I’ve tried measuring foot distance from the floor and knee height relative to pelvis, but no matter what thresholds I use the results aren’t good enough. Sometimes the player has to really kick their legs up high (which I for one physically can’t do) to get it to register, especially if you’re in the back row furthest from the camera. However, using the body tracking demo I can see from the animations that there is enough good tracking there to work with, if only I could find the best way to do it.

Do you think it would help for foot placement accuracy to scan the room and turn on spacial mapping?

I really like your idea of foot separation, I’ll try that next and see how it goes.

Hi,

From my experience, the quality decreases significantly after reaching 8m (~26 feet). Moreover, the person in the second row might get occluded by those in the first row, which does not help either.

Adding a second camera, looking at the back of the area, would help for sure but this would slightly increase the latency as we need to synchronise the data from both cameras. This adds around 1 frame of latency.

Stereolabs Support

Today during focus group testing of my Zed2 educational game, the body tracking didn’t register smaller kids in the back row when raising their arms. I noticed that it was almost always kids shorter than 48", 6 years old typically, because testing always worked with teens and adult employees. And it happened whether or not there was someone in the front row potentially blocking part of the camera view. The front row always worked well, but the back row which is roughly 8 feet further back had the problems. I would say they were at about 6 meters from the camera.

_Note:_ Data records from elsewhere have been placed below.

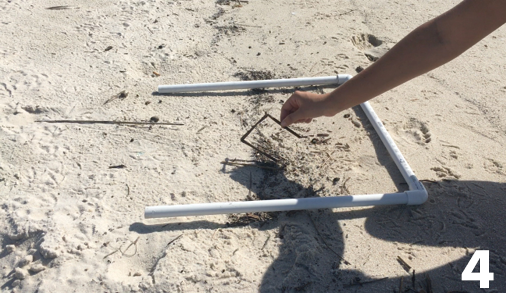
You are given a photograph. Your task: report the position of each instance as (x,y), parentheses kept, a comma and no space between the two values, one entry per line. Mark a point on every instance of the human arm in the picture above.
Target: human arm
(427,47)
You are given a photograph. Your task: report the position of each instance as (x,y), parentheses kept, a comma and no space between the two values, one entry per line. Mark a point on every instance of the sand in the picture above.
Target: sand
(74,224)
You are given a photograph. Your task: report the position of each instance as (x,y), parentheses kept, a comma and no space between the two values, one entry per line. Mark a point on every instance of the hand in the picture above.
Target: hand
(303,107)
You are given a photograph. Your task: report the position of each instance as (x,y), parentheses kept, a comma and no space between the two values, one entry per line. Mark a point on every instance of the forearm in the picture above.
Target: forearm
(427,47)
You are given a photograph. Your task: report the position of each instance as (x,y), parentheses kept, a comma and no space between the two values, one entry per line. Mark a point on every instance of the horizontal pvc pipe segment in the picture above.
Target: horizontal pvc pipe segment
(234,85)
(275,205)
(393,150)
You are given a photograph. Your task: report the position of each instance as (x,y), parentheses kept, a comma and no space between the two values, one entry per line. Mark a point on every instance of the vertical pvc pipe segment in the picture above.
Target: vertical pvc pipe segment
(416,195)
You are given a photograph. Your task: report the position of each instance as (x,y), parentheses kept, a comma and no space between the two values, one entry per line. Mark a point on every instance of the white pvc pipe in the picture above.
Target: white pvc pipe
(275,205)
(234,85)
(416,195)
(393,150)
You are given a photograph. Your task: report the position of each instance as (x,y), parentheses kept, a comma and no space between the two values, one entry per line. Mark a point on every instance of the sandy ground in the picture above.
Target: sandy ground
(71,223)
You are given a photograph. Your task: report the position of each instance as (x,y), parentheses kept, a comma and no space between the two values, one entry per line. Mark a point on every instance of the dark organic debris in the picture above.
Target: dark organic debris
(243,138)
(34,110)
(117,167)
(62,7)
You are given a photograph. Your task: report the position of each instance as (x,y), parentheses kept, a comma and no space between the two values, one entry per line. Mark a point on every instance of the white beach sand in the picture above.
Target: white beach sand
(73,224)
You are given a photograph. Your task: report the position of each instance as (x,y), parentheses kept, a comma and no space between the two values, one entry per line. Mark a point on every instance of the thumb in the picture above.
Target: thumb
(290,119)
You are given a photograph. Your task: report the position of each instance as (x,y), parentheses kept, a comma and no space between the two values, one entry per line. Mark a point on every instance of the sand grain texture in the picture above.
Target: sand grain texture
(73,223)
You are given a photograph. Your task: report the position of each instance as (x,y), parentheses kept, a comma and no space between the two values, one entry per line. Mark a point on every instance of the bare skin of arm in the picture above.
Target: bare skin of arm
(429,46)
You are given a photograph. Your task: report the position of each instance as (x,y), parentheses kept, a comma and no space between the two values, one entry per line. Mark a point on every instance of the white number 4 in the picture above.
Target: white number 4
(484,276)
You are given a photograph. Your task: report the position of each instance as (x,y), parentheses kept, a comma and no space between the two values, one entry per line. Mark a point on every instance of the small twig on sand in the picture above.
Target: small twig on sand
(364,282)
(111,253)
(343,186)
(429,283)
(133,243)
(404,264)
(152,271)
(107,122)
(325,242)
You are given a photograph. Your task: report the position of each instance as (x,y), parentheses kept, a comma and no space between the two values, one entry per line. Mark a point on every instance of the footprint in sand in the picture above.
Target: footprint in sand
(418,131)
(493,166)
(370,45)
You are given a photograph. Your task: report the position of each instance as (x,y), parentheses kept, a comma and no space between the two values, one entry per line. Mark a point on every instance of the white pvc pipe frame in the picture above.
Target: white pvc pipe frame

I thought maybe it was the resolution, so I increased from 1080p to 2k but the problem remained. I also tried increasing the lighting and that didn’t help either. So I’m wondering if maybe the model wasn’t trained on kids :slight_smile: or maybe the combination of their small stature and the distance just didn’t give the model enough pixels to work with? I have it set for ULTRA depth mode, H2K, 30 FPS, static tracking. Any suggestions for other settings I could try?

Here is a video, the little girl on the right was one of the ones having the problems:

Zed2 Game Testing

Hi,

Yes it’s possible our models did not see as many kids as adults and is not detecting them as accurately. I’ll ask the team for more details about it and if we can improve it without re training our model.

You might get better results if you reduce the detection_confidence_threshold value. The model is probably less confident with kids and is filtering them out.

Increasing the resolution is a good idea, but you are also reducing the frame rate doing so, which may reduce the tracking quality during fast movements. I’d stick with 1080p/30fps, it might be the best compromise.